Prenez une planche d’environ 0,50 m par 1,50 m. Partagez-la en trois cases et fixez-la sur un bastingage. Les mains ligotées et les pieds dans la première case, faites-vous piquer dans le dos par un sabre. Vous voilà illico dans la case numéro deux et, peu après, dans la case numéro trois. Un dernier coup de point vous expédie à la mer. Il en sera ainsi avec chaque strip de Maurice et Patapon. C’est Charb qui tient le sabre. A vous de voir si vous désirez continuer cette éprouvante lecture.

Prouah

Comparés à Maurice et Patapon, Les « Peanuts » (Snoopy et toute la bande) sont une BD encombrée : niche, butte du lanceur, brins d’herbe et dernière feuille de l’année, celle qui serre le cœur.

Pas de ce sentimentalisme d’accessoire chez Charb. Ni ciel, ni terre, ni horizon, ni espoir. Parfois une télé, ce qui est pire que tout…

Craignant que Maurice et Patapon ne rencontrent un colossal succès, les stars animales de la BD s’interrogent: « Qu’est-ce qu’ils ont de plus que nous? » Une fois sur deux, c’est grossier. On ne peut pas s’identifier à eux, sauf peut-être à Maurice, à condition d’être Aimé Jacquet. Une fois sur deux, c’est vulgaire. S’identifier à Patapon, à la rigueur, mais le nom est trop con. Une fois sur deux, c’est grossier et vulgaire. Aucune de ces histoires ne fera avancer les sciences humaines, sauf à considérer la méchanceté, l’égoïsme et les vannes démoralisantes comme des composantes majeures du vivant.
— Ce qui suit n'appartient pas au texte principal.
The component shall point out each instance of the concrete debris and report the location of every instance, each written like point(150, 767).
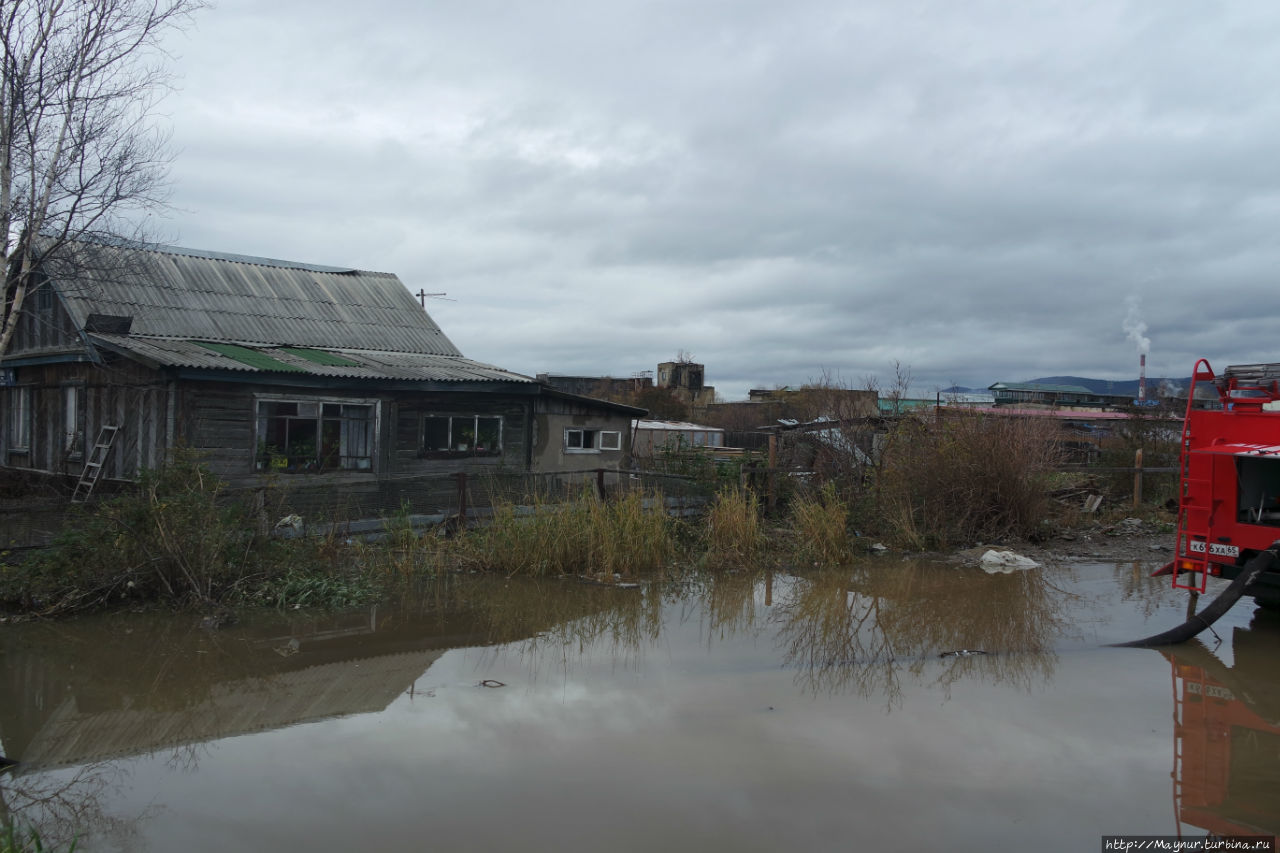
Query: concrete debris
point(1005, 562)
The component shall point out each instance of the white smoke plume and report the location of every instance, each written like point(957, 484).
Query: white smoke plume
point(1134, 327)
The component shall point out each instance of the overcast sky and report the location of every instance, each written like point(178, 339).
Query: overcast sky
point(981, 191)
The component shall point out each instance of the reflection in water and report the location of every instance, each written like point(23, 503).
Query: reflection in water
point(82, 696)
point(859, 630)
point(1226, 734)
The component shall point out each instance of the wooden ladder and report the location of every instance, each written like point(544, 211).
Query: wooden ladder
point(95, 461)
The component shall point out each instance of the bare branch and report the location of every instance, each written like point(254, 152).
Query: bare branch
point(80, 155)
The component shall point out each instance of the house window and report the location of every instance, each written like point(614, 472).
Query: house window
point(296, 436)
point(73, 420)
point(19, 420)
point(449, 436)
point(592, 441)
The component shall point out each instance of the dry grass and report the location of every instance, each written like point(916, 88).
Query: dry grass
point(734, 533)
point(965, 479)
point(580, 536)
point(821, 527)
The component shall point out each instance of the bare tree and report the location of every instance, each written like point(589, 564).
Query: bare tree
point(80, 153)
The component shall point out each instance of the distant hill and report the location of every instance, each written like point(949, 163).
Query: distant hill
point(1128, 387)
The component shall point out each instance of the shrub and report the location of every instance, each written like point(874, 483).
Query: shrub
point(580, 536)
point(821, 527)
point(964, 478)
point(734, 533)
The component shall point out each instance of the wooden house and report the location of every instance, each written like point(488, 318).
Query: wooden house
point(328, 377)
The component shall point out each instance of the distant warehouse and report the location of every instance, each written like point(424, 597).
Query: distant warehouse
point(653, 437)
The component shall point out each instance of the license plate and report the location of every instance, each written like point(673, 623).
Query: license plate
point(1215, 548)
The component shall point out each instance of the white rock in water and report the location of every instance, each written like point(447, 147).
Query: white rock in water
point(1005, 562)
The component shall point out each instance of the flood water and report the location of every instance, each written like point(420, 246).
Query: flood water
point(728, 712)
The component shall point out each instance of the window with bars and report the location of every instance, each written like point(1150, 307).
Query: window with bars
point(297, 436)
point(449, 436)
point(592, 441)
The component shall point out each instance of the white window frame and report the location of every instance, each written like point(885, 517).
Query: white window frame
point(19, 419)
point(579, 439)
point(73, 420)
point(374, 425)
point(456, 424)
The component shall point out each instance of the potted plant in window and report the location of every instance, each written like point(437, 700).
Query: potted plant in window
point(466, 437)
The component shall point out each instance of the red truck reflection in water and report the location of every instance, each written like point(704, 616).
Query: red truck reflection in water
point(1226, 735)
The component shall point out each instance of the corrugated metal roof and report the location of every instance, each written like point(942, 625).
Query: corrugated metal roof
point(348, 364)
point(1036, 386)
point(252, 301)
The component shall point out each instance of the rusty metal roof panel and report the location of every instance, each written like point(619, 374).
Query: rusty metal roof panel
point(255, 301)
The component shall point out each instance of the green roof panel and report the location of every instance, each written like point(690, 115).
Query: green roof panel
point(250, 357)
point(320, 356)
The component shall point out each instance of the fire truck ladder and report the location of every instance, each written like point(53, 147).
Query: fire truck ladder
point(95, 461)
point(1194, 500)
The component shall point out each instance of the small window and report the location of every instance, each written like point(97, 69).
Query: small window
point(592, 441)
point(73, 420)
point(19, 420)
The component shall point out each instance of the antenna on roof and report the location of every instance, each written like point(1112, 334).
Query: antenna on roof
point(424, 295)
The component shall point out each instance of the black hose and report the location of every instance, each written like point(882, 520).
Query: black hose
point(1264, 561)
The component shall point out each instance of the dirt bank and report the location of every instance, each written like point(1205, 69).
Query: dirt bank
point(1124, 541)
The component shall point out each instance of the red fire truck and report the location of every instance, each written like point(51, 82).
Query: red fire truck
point(1229, 497)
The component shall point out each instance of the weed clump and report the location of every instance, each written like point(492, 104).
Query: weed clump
point(580, 536)
point(735, 536)
point(178, 539)
point(821, 527)
point(965, 478)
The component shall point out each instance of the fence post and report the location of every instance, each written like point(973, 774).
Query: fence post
point(1137, 478)
point(461, 477)
point(771, 478)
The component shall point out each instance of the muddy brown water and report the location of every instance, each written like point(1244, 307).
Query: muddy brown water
point(734, 712)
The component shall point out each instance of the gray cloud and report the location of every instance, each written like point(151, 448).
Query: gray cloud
point(973, 190)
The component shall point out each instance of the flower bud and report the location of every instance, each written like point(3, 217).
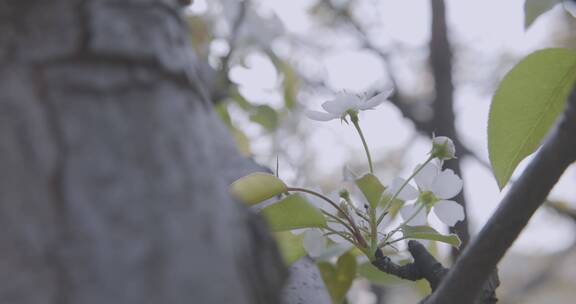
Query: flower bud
point(443, 148)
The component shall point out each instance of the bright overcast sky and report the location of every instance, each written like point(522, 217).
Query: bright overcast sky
point(484, 29)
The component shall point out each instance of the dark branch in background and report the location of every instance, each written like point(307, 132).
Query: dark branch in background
point(444, 120)
point(426, 267)
point(233, 40)
point(464, 281)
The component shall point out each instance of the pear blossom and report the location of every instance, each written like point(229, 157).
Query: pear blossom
point(435, 188)
point(346, 104)
point(443, 148)
point(314, 242)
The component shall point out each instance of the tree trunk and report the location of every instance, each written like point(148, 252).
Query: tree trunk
point(113, 171)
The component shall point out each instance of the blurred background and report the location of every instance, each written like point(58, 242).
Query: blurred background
point(266, 62)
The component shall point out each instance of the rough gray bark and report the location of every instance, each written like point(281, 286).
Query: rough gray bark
point(305, 284)
point(113, 172)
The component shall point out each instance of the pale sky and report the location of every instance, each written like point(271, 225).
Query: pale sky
point(478, 29)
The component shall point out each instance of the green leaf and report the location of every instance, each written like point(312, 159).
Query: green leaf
point(371, 187)
point(290, 246)
point(293, 212)
point(338, 278)
point(257, 187)
point(526, 105)
point(428, 233)
point(266, 117)
point(534, 8)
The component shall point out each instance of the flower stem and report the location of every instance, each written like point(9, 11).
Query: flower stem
point(354, 119)
point(389, 202)
point(356, 231)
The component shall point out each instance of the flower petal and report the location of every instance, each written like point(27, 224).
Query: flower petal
point(449, 212)
point(334, 237)
point(320, 116)
point(314, 242)
point(446, 185)
point(408, 193)
point(408, 211)
point(376, 100)
point(426, 176)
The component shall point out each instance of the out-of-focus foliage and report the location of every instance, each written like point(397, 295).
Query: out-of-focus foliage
point(339, 277)
point(293, 212)
point(257, 187)
point(534, 8)
point(290, 246)
point(526, 105)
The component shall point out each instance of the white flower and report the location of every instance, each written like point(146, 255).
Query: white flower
point(443, 148)
point(435, 188)
point(346, 103)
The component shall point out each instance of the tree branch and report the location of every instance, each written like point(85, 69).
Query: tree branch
point(443, 121)
point(426, 267)
point(463, 283)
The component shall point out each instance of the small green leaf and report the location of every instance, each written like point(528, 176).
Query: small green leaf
point(338, 278)
point(526, 105)
point(371, 187)
point(534, 8)
point(428, 233)
point(266, 117)
point(257, 187)
point(290, 246)
point(293, 212)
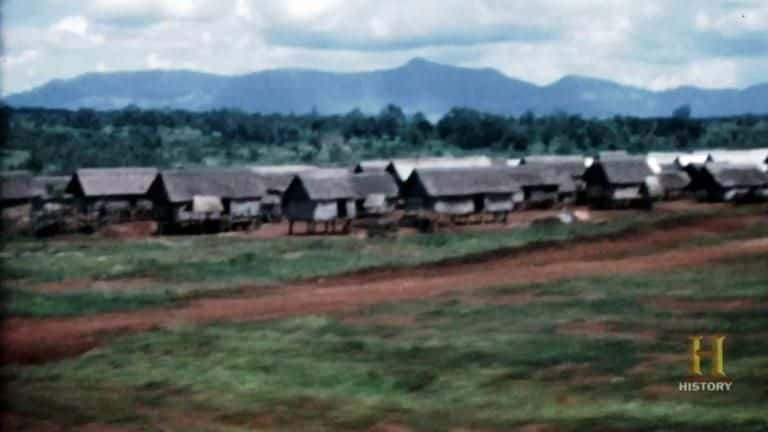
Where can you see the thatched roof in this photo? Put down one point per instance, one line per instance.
(732, 175)
(371, 165)
(183, 185)
(374, 183)
(323, 186)
(277, 178)
(573, 166)
(19, 186)
(403, 168)
(533, 175)
(462, 181)
(673, 179)
(626, 170)
(281, 169)
(99, 182)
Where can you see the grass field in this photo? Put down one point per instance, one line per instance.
(583, 353)
(182, 267)
(432, 365)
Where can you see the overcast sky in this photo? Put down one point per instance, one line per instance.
(650, 43)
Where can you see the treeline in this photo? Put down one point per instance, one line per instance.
(58, 141)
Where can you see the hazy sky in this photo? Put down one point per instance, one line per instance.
(650, 43)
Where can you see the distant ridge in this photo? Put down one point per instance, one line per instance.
(418, 85)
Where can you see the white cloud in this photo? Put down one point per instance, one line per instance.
(22, 58)
(72, 24)
(154, 61)
(77, 26)
(650, 43)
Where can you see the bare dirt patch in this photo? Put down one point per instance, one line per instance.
(35, 340)
(12, 422)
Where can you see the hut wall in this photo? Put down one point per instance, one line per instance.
(351, 208)
(244, 208)
(453, 206)
(376, 204)
(541, 195)
(626, 193)
(311, 210)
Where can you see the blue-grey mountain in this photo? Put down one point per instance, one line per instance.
(418, 85)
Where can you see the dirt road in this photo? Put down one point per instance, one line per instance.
(37, 340)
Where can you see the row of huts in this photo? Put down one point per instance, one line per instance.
(218, 198)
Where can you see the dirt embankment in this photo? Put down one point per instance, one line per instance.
(37, 340)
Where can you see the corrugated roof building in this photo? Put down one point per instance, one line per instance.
(718, 181)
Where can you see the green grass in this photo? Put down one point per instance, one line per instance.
(454, 363)
(26, 303)
(184, 267)
(221, 258)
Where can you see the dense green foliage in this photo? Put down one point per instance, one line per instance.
(58, 141)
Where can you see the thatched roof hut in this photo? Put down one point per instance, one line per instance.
(618, 181)
(373, 165)
(276, 178)
(461, 191)
(320, 196)
(181, 186)
(401, 169)
(105, 183)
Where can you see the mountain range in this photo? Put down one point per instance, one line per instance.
(419, 85)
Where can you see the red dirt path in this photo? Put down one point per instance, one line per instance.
(38, 340)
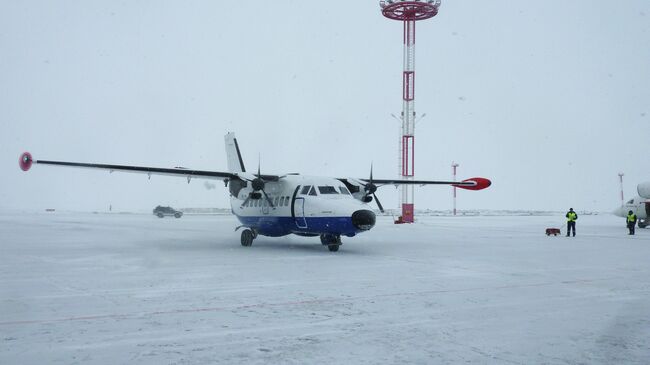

Quand ce n’est pas scato, c’est porno.

Ça ne devrait pas plaire aux enfants puisque Maurice ne joue pas au petit chien désobéissant, ni Patapon au chaton espiègle et que, plutôt que de faire les fous dans les prés pleins de fleurs résistantes au béton et de sources pures à la pisse de porc, ils préfèrent gloser sur les portables.Ça ne devrait pas plaire aux adultes, puisque ça se moque du Loto, de la guérison par les plantes, des motos-crottes et des portables.

Maurice qui se régale de Tampax et Patapon de mouches à merde, ça ne peut pas plaire aux dégustateurs de cheeseburgers aux viandes folles. Ça ne peut même pas plaire aux amis des bêtes, puisque ces orduriers animaux héros dessinés parlent sans arrêt de la bite, alors que l’idéal des amis susnommés est de couper les couilles.

Maurice et Patapon, ça ne peut donc pas plaire. Quittez vite ce site.